The gift economy seems more robust, though. My first of many playa gifts was a delivery of piping-hot stone-baked pizza. In true, Burning Man style the delivery girl disappeared before I could thank her.
Desert tips: wear sunscreen!
Another drastic change is the emergence of 'turnkey camps', where Hollywood stars and Silicon Valley entrepreneurs pay for the privilege of a luxury camp. While most of us experience stinky portaloos and survive on a diet of super noodles, these multi-millionaires fly to the desert in private jets, sleep in air-conditioned yurts and have personal chefs. My camp fees were $200/€180, but some of the elite spent $25,000/€22,500.
Initially, I was worried that they would take the festival away from its hippie origins. But to be true to the 10 Principles we must remember 'radical inclusion' - and how can we discriminate against the rich for 'radical self-reliance' on their wallets?

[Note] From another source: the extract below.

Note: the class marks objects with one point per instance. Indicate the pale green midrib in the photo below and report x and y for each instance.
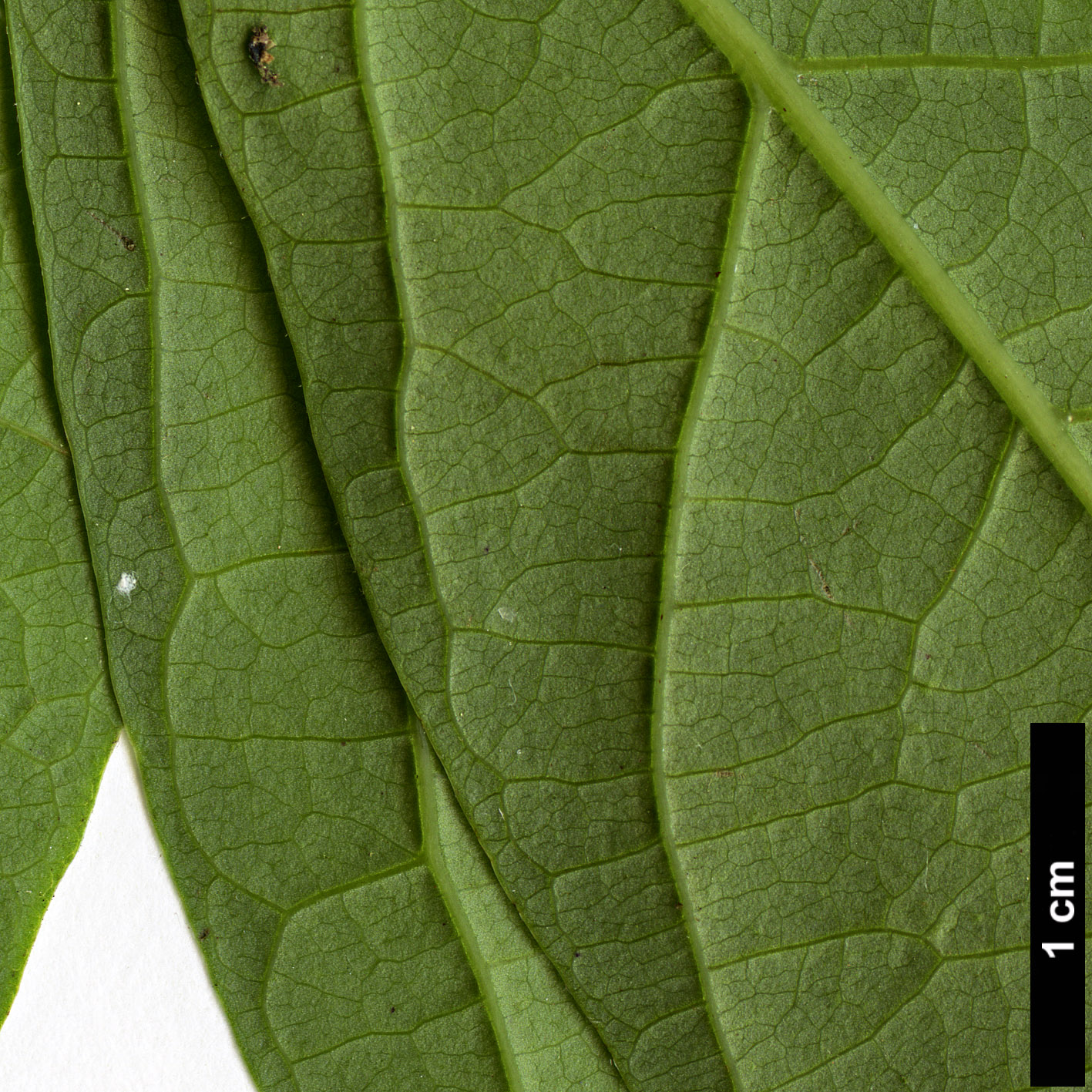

One thing has certainly stayed the same. If there's such thing as an average day at Burning Man, it remains fabulously irregular. It may include getting your hair washed by a stranger, riding in a shark-themed art car, seeing people beat each other with foam sticks or fighting for 'Carrot Power'.
It was - and is - the most sensory-stimulating place I've ever been.

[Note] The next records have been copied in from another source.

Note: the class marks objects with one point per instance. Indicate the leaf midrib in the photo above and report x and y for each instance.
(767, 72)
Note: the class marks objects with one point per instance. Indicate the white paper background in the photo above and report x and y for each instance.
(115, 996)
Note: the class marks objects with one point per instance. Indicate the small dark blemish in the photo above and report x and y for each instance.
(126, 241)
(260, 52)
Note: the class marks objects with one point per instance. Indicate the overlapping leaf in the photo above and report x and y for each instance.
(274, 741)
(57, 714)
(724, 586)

Burning Man has changed, but now it's even greater than I'd imagined. On my last night, I cycled out into the darkness of the playa and looked back at a city sparkling like a glittering utopia. The metal octopus art car, El Pulpo Mechanico, lumbered through the desert blasting flames from its tentacles. Strobe lights criss-crossed over the city where I'd just had one of the most mind-blowing weeks of my life. It's a place where creativity prevails and the focus is on giving rather than receiving, and it still touches deeply.
I'll definitely be going home again this year.

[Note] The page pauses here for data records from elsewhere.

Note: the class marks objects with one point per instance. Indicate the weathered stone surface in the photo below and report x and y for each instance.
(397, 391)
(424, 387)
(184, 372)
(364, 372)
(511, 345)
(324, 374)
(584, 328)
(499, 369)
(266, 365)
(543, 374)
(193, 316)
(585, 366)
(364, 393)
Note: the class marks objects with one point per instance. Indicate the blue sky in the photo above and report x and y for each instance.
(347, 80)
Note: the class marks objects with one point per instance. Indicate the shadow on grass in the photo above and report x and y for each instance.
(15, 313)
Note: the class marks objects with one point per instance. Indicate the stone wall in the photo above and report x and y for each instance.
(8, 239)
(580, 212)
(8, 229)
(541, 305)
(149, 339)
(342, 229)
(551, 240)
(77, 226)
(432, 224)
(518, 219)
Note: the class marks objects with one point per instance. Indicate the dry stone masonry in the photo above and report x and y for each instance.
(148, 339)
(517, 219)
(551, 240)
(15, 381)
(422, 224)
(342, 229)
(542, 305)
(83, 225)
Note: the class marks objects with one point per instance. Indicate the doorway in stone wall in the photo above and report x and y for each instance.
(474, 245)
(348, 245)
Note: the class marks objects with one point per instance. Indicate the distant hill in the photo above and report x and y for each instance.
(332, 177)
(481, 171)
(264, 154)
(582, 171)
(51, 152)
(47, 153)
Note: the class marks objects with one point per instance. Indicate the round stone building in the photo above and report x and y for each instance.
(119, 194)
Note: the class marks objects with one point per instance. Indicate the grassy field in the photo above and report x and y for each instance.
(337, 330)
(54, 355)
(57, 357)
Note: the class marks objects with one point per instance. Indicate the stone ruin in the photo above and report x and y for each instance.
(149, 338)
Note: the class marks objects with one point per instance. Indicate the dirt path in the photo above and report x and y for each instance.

A bike is essential to get around, as is a head torch for finding things and LED lights to decorate your tent, bike and self! Bring goggles and a bandana to protect your eyes and mouth from sandstorms. Bring Ziplock bags, toilet paper, wet wipes, hand sanitizer and something to gift, too.
Aer Lingus (aerlingus.com) flies daily from Dublin to San Francisco with fares starting from €349 each way including taxes and charges. To learn more about Burning Man and for information on the Burner Express Bus, visit burningman.org.
The Irish collective Secrets Sounds Festival (secretsounds-festival.com) has renovated a fleet of old American school buses, and offers tailor-made packages including the return journey from San Francisco, bunk bed accommodation, contribution to the camp's art installation, food and water from $970/€883.
Lake Tahoe, Nevada
The 10 Principles
In 2004, the founder of Burning Man (Larry Harvey) set out 10 principles to reflect the community's ethos and culture. They are radical inclusion, gifting, decommodification, radical self-reliance, radical self-expression, communal effort, civic responsibility, leave no trace, participation and immediacy.
Take care
Ignore the FOMO (Fear Of Missing Out). You simply can't get to everything. It's tempting to dance 'til dawn every night, but this is a seven-day festival so you have to pace yourself. Wear closed-toe shoes to protect your feet from alkaline dust and protect your skin with a spray bottle of water and lemon.
Afterwards
Reno's Grand Sierra Resort (grandsierraresort.com) has become host to the official Burning Man after-party. Burners flock to the hotel to dance by the pool to festival DJs. For something a bit more relaxing, head to Lake Tahoe (above), a large freshwater lake in the Sierra Nevada Mountains.